If you are building any kind of AI-powered feature — a chatbot, an intelligent search tool, a code assistant, or a document summarizer — you will almost certainly use the OpenAI API as your starting point. This documentation is where you will find everything you need to make it work correctly and efficiently. For a developer building something like a study app with AI-generated flashcards, a customer support bot, or a writing assistant, the Chat Completions endpoint is the core building block and this documentation explains it better than any third-party tutorial. The GPT-5.4 family gives you a clear tiered choice: use nano for high-volume simple tasks ($0.20/1M tokens), mini for general use ($0.75/1M), GPT-5.4 for production-quality work ($2.50/1M), and GPT-5.4 Pro for maximum capability on the hardest tasks ($30/1M).
Understanding the API mechanics covered here has real financial stakes: every API call costs money based on token count, and a badly structured application can easily burn through a monthly budget in a day. The docs explain exactly how tokens are counted, how conversation history accumulates costs across turns, and what strategies (like truncating old messages, using the Batch API for async work at 50% off, or enabling prompt caching) prevent runaway spending. Cached input tokens on GPT-5.4 are discounted by 50% — if your app sends the same large system prompt or document on every request, this alone can cut API costs dramatically. For a developer moving from prototype to real users, this knowledge is not optional — it directly affects whether your application is economically viable.
Key concept: Structured Outputs
OpenAI's Structured Outputs — fully supported across GPT-5.4 — lets you pass a JSON Schema in response_format and the model is guaranteed to return valid JSON matching your schema exactly. This eliminates the most common failure mode in AI-powered apps: trying to JSON.parse() a response and getting a SyntaxError because the model added a sentence before the JSON. Use response_format={"type": "json_schema", "json_schema": {...}} for any structured data extraction task.
Recommended Watch
OpenAI API Tutorial for Beginners
A hands-on walkthrough of the OpenAI API using Python — covers authentication, Chat Completions, building a basic chatbot, and handling token limits. Great companion to reading the docs.

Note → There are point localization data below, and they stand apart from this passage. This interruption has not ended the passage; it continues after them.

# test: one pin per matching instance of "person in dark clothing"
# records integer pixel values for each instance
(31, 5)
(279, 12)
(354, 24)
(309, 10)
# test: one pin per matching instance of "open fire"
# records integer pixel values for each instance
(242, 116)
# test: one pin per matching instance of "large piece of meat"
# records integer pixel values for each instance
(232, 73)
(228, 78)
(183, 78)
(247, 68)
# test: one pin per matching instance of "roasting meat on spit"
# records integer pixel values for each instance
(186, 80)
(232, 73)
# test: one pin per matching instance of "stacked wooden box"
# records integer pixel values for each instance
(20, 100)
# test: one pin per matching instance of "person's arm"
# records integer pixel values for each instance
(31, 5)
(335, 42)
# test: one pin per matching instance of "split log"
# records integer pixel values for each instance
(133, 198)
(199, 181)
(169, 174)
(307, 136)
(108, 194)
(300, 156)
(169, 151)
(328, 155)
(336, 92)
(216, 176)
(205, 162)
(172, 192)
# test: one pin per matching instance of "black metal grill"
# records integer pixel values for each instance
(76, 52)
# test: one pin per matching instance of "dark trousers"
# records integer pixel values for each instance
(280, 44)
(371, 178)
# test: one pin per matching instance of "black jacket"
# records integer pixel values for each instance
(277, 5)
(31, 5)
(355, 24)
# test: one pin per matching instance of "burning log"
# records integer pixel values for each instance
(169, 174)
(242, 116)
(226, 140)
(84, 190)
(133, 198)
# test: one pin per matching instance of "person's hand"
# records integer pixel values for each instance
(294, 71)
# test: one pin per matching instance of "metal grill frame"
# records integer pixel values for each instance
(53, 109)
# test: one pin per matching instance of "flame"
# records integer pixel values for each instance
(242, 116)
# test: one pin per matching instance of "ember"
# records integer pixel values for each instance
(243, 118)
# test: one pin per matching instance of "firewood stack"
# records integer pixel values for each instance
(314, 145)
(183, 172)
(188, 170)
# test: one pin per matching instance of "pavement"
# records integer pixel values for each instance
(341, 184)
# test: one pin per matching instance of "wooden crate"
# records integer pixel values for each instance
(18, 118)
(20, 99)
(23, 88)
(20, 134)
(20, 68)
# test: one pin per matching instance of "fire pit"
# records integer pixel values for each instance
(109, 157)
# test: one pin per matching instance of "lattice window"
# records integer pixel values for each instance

Quick Start: Chat Completions + Structured Outputs (Python)
GPT-5.4 with Structured Outputs guarantees valid JSON matching your schema. Install with pip install openai. The second example shows the Responses API — OpenAI's agentic endpoint with built-in web search.
from openai import OpenAI
# Initialize client with your API key from platform.openai.com
client = OpenAI(api_key="sk-...")
# --- Chat Completions with Structured Outputs (GPT-5.4) ---
response = client.chat.completions.create(
model="gpt-5.4-mini", # $0.75/1M in · $4.50/1M out
messages=[
{"role": "system", "content": "Extract structured data from the user's input."},
{"role": "user", "content": "John Doe, 28, senior engineer at Acme Corp."}
],
response_format={
"type": "json_schema",
"json_schema": {
"name": "person",
"schema": {
"type": "object",
"properties": {
"name": {"type": "string"},
"age": {"type": "integer"},
"title": {"type": "string"},
"company": {"type": "string"}
},
"required": ["name", "age", "title", "company"]
}
}
}
)
# Guaranteed valid JSON — no try/except JSON.parse needed
data = response.choices[0].message.content
print(data) # → {"name": "John Doe", "age": 28, ...}
# Always check token usage — this is what you're billed on
print(f"Tokens used: {response.usage.total_tokens}")
print(f" Input: {response.usage.prompt_tokens}")
print(f" Output: {response.usage.completion_tokens}")
# --- Responses API (2025): agentic endpoint with built-in web search ---
r = client.responses.create(
model="gpt-5.4",
tools=[{"type": "web_search_preview"}],
input="What is the current price of GPT-5.4 per 1M tokens?"